Incendie de Rouen : "Les habitants se méfient et ils ont raison"

par Mathilde ROCHE
Publié le 27 septembre 2019 à 16h59, mis à jour le 28 septembre 2019 à 22h25

Source : Sujet TF1 Info

ROUEN - L'incendie de l'usine Lubrizol à Rouen a duré pendant de longues heures avant d'être maîtrisé par les plus de 300 sapeurs-pompiers mobilisés. Alors que les conséquences des fumées et des suies provoqués par les flammes inquiètent les habitants de la région, LCI s'est entretenu avec Guillaume Blavette, administrateur de France nature environnement (FNE) en Normandie.

Faut-il craindre une pollution toxique ? Alors qu'un violent incendie s'est déclenché dans la nuit du mercredi 25 au jeudi 26 septembre dans l'usine Lubrizol à Rouen, les flammes ont créé un important nuage de fumée et produit des suies qui se sont déposées dans un large périmètre autour de la ville. A cette heure, si les causes de l'incendie, désormais éteint, sont encore inconnues, les riverains et les associations s'inquiètent des conséquences. 
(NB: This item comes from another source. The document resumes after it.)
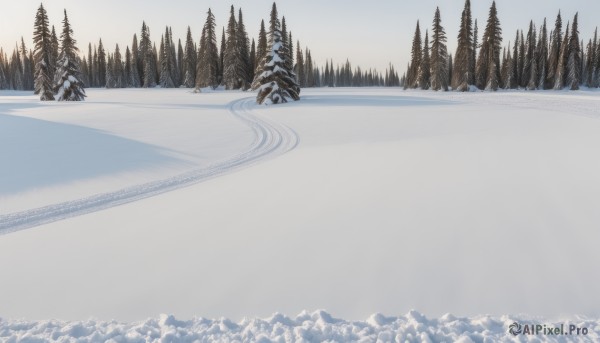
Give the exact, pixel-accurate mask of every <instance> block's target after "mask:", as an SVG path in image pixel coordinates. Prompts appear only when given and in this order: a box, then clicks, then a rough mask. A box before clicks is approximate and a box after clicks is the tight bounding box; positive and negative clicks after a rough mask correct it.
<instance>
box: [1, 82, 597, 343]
mask: <svg viewBox="0 0 600 343" xmlns="http://www.w3.org/2000/svg"><path fill="white" fill-rule="evenodd" d="M2 94H3V95H6V93H2ZM251 95H252V94H249V93H242V92H215V93H200V94H191V93H189V92H188V91H186V90H94V89H91V90H89V91H88V101H86V102H84V103H76V104H71V103H69V104H64V103H50V104H41V103H39V102H37V101H36V100H35V98H34V97H32V96H23V95H22V94H19V93H11V94H9V95H7V96H3V97H1V98H0V142H2V143H1V144H0V157H1V159H2V161H3V167H2V170H0V173H2V175H1V176H2V177H1V178H0V190H1V192H0V215H1V216H2V217H1V218H2V221H3V223H4V225H5V229H4V233H7V232H8V231H7V229H8V230H10V228H7V226H9V225H8V224H6V223H8V220H9V218H12V217H10V215H11V214H14V213H17V214H18V213H21V214H22V213H28V212H27V211H31V210H35V209H39V208H44V207H46V206H54V205H57V204H58V206H59V208H62V207H61V206H62V205H63V204H65V203H68V202H72V201H76V202H77V201H80V200H81V199H90V197H91V198H93V197H95V196H97V195H106V194H108V195H111V194H117V193H118V192H120V191H121V190H128V189H140V188H139V187H142V188H143V187H144V186H140V185H147V184H151V185H152V184H156V183H157V182H158V183H160V182H163V181H164V180H173V179H172V178H173V177H180V176H181V175H195V176H198V175H203V174H202V173H201V171H202V170H207V168H209V169H210V168H212V167H214V166H217V167H218V166H225V167H224V168H221V167H218V168H216V169H217V170H216V173H218V174H219V175H220V177H218V178H214V177H207V178H204V177H203V176H202V177H200V176H198V178H197V179H194V180H193V181H191V182H182V183H180V184H177V186H176V187H172V188H168V187H165V188H161V187H162V186H161V187H159V189H160V191H159V192H157V193H160V194H158V195H156V196H153V197H147V196H148V195H153V194H154V193H144V192H142V193H144V195H143V196H140V197H136V196H134V197H129V198H127V199H128V200H127V201H126V202H128V203H126V204H124V205H121V206H114V207H111V206H113V205H117V204H120V202H119V201H115V202H112V199H114V198H110V197H109V198H110V199H109V201H107V202H106V203H105V204H104V205H103V206H99V207H93V208H92V210H97V209H103V210H102V211H96V212H92V213H88V214H85V215H81V216H76V217H71V215H66V216H65V217H71V218H68V219H65V220H60V221H55V222H52V223H48V224H44V225H40V226H37V227H35V228H31V229H27V230H21V231H18V232H13V233H9V234H4V235H1V236H0V260H2V261H6V262H5V263H3V264H1V265H0V277H1V278H2V280H1V284H2V288H1V289H2V292H0V316H1V317H3V318H27V319H28V320H44V319H49V318H58V319H63V320H87V319H89V318H99V320H112V319H115V320H119V321H127V322H133V321H139V320H143V319H144V318H150V317H157V316H158V315H159V314H160V313H172V314H174V315H175V316H177V317H178V318H193V317H195V316H203V317H209V318H221V317H227V318H231V320H232V321H235V322H237V321H239V320H241V319H242V318H244V317H251V318H254V317H262V318H264V317H267V316H269V315H271V314H272V313H275V312H280V313H286V314H293V313H300V312H301V311H303V310H309V311H312V310H314V309H319V308H325V309H327V311H330V313H333V314H334V315H335V316H341V317H343V318H346V319H347V320H361V319H364V318H367V317H368V316H369V315H371V314H372V313H385V314H386V315H398V314H399V313H406V312H408V311H409V310H410V309H412V308H415V309H418V310H419V311H420V312H422V313H426V314H427V315H428V316H434V317H441V316H443V315H444V314H445V313H453V314H455V315H460V316H471V317H473V319H468V320H467V319H460V320H459V322H458V323H457V324H456V325H458V327H460V328H457V329H456V331H448V332H449V333H448V334H450V333H452V332H456V333H464V332H470V333H473V332H479V331H477V330H478V329H477V328H475V325H476V324H473V323H474V322H473V321H475V320H477V318H483V317H477V316H479V315H481V314H486V313H489V314H491V315H493V316H495V317H493V318H496V319H494V320H495V321H496V322H494V324H490V325H495V327H497V329H496V330H490V332H496V333H498V334H499V333H500V332H501V331H502V332H503V333H504V334H505V333H506V330H505V326H506V325H507V323H508V322H509V321H510V320H509V319H508V317H506V318H505V317H501V316H502V315H503V314H509V313H510V314H518V313H526V314H529V315H530V316H544V317H547V318H570V319H573V318H578V317H575V316H576V315H585V316H588V317H589V318H598V317H600V312H599V310H598V309H600V295H599V293H598V292H597V289H598V287H599V286H600V275H599V274H598V273H597V272H596V271H597V269H598V261H600V251H599V250H598V249H597V242H598V241H600V231H598V230H597V228H598V226H599V224H600V211H598V210H597V209H598V208H599V207H600V197H599V196H598V195H599V194H600V181H599V175H600V159H598V158H597V156H598V147H600V120H599V119H600V106H599V105H600V93H599V92H593V91H583V92H574V93H572V92H535V93H533V92H532V93H529V92H500V93H472V94H471V93H469V94H457V93H433V92H404V91H401V90H398V89H315V90H303V94H302V96H303V97H302V100H301V101H299V102H294V103H288V104H286V105H284V106H257V105H254V104H251V103H249V102H247V101H245V100H243V99H245V98H247V97H249V96H251ZM232 114H233V115H232ZM236 116H237V117H236ZM240 117H241V119H243V120H240ZM244 119H245V121H244ZM248 120H249V121H251V122H252V123H249V122H248ZM257 123H259V124H257ZM248 124H251V125H250V126H248ZM264 127H270V128H271V129H268V131H269V132H267V133H264V135H265V137H271V138H273V139H274V141H277V140H281V141H283V142H284V143H283V145H282V146H281V147H278V148H275V153H274V154H273V155H269V153H270V152H271V151H273V149H274V146H277V143H268V145H264V146H262V147H261V149H262V150H261V151H262V152H261V153H260V154H258V153H257V155H256V156H255V155H254V154H255V152H256V151H254V150H253V149H254V147H256V146H261V143H260V139H259V140H258V142H257V139H256V137H260V135H261V133H260V131H261V128H264ZM287 128H289V129H287ZM257 130H258V131H257ZM271 130H272V131H271ZM277 135H280V136H281V137H279V138H277V137H278V136H277ZM276 136H277V137H276ZM274 137H275V138H274ZM294 137H296V138H294ZM271 138H268V139H271ZM296 139H299V142H300V144H299V145H298V146H297V147H296V148H295V149H293V150H291V151H289V152H287V153H286V154H283V152H286V151H288V150H290V149H291V148H292V147H294V146H295V145H296V143H297V140H296ZM273 144H274V145H273ZM249 151H251V153H250V154H249V155H251V156H253V157H252V158H250V159H245V158H244V157H242V156H247V155H244V154H248V152H249ZM252 151H254V152H252ZM269 156H278V157H277V158H266V159H263V157H269ZM258 159H260V160H261V161H263V162H262V163H256V164H255V163H253V162H255V161H257V160H258ZM234 160H236V161H238V162H240V164H243V165H244V166H246V168H238V169H236V172H235V173H229V172H228V171H230V169H229V167H230V166H231V165H228V164H227V163H228V162H227V161H234ZM223 163H225V165H224V164H223ZM233 165H236V163H233ZM223 169H224V170H223ZM202 180H205V182H202V183H197V182H199V181H202ZM161 185H162V184H161ZM184 185H185V186H189V187H184V188H180V186H184ZM171 189H175V190H173V191H170V192H166V193H165V192H164V191H167V190H171ZM138 199H139V201H135V202H130V201H132V200H138ZM67 207H68V208H70V207H69V206H67ZM84 212H90V211H88V210H87V209H85V210H83V211H81V212H77V211H75V212H73V211H71V212H70V213H72V214H81V213H84ZM18 216H19V215H17V217H18ZM20 218H21V219H20V220H24V221H27V220H29V219H28V218H29V217H28V216H23V215H20ZM60 218H62V217H61V216H58V217H54V219H53V220H56V219H60ZM36 220H37V219H36ZM36 223H38V222H36ZM39 223H41V222H39ZM0 225H2V224H0ZM11 225H12V224H11ZM19 225H20V224H19ZM26 226H31V224H28V225H25V226H23V227H26ZM17 227H18V225H17ZM407 318H408V317H406V318H403V317H400V318H397V319H394V320H391V322H390V323H389V330H390V332H392V331H393V332H395V333H394V334H393V337H396V335H397V334H399V333H398V331H402V330H403V329H402V328H406V327H408V324H404V323H405V322H406V321H408V319H407ZM522 318H537V317H528V316H524V317H522ZM441 320H442V319H440V321H441ZM317 321H318V320H316V319H315V320H314V322H315V323H316V322H317ZM582 321H583V320H582ZM18 323H19V322H16V321H8V322H2V323H1V324H0V336H1V335H5V337H9V336H12V335H13V334H18V333H14V332H16V331H18V325H19V324H18ZM95 323H96V322H95ZM148 323H151V324H148ZM148 323H146V324H139V325H148V326H149V327H152V329H151V330H150V331H152V330H157V331H156V332H161V334H162V332H163V331H161V330H163V329H162V327H161V325H162V324H159V323H158V321H156V320H154V321H153V322H152V321H150V322H148ZM152 323H153V324H152ZM201 323H205V324H206V325H207V326H211V327H212V325H217V324H215V323H218V325H221V322H219V321H217V322H203V321H192V322H185V324H182V327H181V330H182V331H183V332H187V331H186V330H188V331H190V332H191V331H193V329H192V328H197V325H204V324H201ZM299 323H300V322H294V323H291V324H289V325H286V327H290V328H292V327H296V326H298V325H302V324H301V323H300V324H299ZM341 323H345V324H343V325H346V324H348V323H351V322H341ZM435 323H438V322H428V324H427V325H425V326H424V328H423V329H422V330H425V331H426V330H429V329H431V330H434V331H435V330H440V331H443V332H446V331H445V329H444V328H445V327H447V325H451V324H439V323H438V324H435ZM440 323H441V322H440ZM593 323H597V321H595V320H591V321H590V328H592V327H594V328H596V329H594V330H596V331H595V333H596V334H597V327H598V326H597V324H593ZM592 324H593V325H592ZM2 325H3V327H2ZM24 325H25V324H24ZM31 325H40V326H41V329H40V330H46V329H45V328H47V327H48V326H50V327H52V328H54V329H56V330H58V329H57V328H56V325H55V324H52V323H50V322H37V323H36V324H31ZM60 325H62V324H59V326H60ZM65 325H66V324H65ZM69 325H71V324H69ZM73 325H76V324H73ZM81 325H83V326H84V327H87V326H90V325H91V326H93V327H94V329H93V330H97V331H98V332H101V331H102V330H104V329H103V328H107V329H106V330H107V332H108V331H110V330H111V329H110V328H109V327H111V325H115V327H118V330H117V329H115V330H117V331H118V332H125V331H129V330H134V329H133V328H135V327H136V326H135V325H134V324H128V325H125V324H114V323H113V324H110V323H104V322H97V323H96V324H81ZM86 325H87V326H86ZM136 325H137V324H136ZM336 325H337V324H336ZM343 325H342V324H340V326H339V329H340V330H346V329H344V328H342V327H343ZM348 325H350V324H348ZM352 325H354V324H352ZM357 325H359V326H360V325H362V324H357ZM452 325H454V324H452ZM242 326H243V325H242ZM500 326H502V330H500ZM235 328H236V329H235V330H233V331H232V333H231V335H232V336H227V337H234V336H233V335H235V334H241V335H243V333H239V332H238V333H236V330H242V331H243V330H245V326H244V327H238V326H235ZM54 329H48V330H50V331H51V330H54ZM271 329H272V328H270V327H265V330H271ZM313 329H315V330H325V331H323V332H321V333H316V335H317V336H316V337H331V336H328V335H329V334H332V333H331V332H329V331H326V330H327V329H326V328H325V327H323V326H318V325H317V324H315V326H314V327H313ZM3 330H4V331H3ZM32 330H33V328H32ZM86 330H87V329H86ZM93 330H92V331H93ZM119 330H120V331H119ZM174 330H175V331H177V330H176V329H174ZM282 330H285V329H282ZM290 330H292V329H290ZM293 330H297V329H293ZM293 330H292V331H293ZM352 330H354V329H352ZM357 330H358V329H357ZM370 330H371V329H370ZM372 330H375V329H372ZM382 330H383V329H382ZM385 330H388V329H385ZM406 330H408V329H406ZM411 330H412V329H411ZM415 330H417V331H415V332H414V334H413V336H414V335H420V334H421V331H419V330H421V329H415ZM275 331H276V329H273V332H275ZM375 331H377V330H375ZM375 331H373V332H375ZM44 332H46V331H44ZM86 332H87V331H86ZM153 332H155V331H153ZM194 332H196V331H194ZM273 332H271V333H265V335H267V336H268V337H271V338H273V337H276V336H278V335H279V333H277V332H279V331H277V332H275V333H273ZM293 332H295V331H293ZM377 332H380V331H377ZM381 332H383V331H381ZM386 332H387V331H386ZM403 332H404V331H403ZM99 334H100V335H104V333H99ZM321 334H322V335H323V336H318V335H321ZM390 334H391V333H390ZM365 335H366V334H365ZM369 335H370V334H369ZM484 336H485V335H484ZM100 337H106V336H100ZM153 337H154V336H153ZM202 337H206V336H202ZM360 337H362V336H360ZM365 337H366V336H365ZM369 337H371V336H369ZM440 337H441V336H440ZM198 339H201V338H198ZM332 339H333V338H332ZM431 339H432V340H433V341H436V340H437V338H433V336H432V337H431ZM471 339H472V340H474V341H477V340H478V339H476V337H475V336H471Z"/></svg>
Quels sont les risques pour la population ? Les mesures de précaution prises sont-elles suffisantes ? Et à quoi faut-il s'attendre à présent ? Pour tenter d'en savoir plus, LCI a posé ces questions à Guillaume Blavette, administrateur de France Nature Environnement (FNE) en Normandie et membre du Conseil départemental de l'environnement et des risques sanitaires et technologiques (Coderst).

On s’étonne que les mesures de confinement n’aient pas été plus importantes
Guillaume Blavette

LCI : Y-a-t-il des risques pour les habitants exposés au nuage de fumée ?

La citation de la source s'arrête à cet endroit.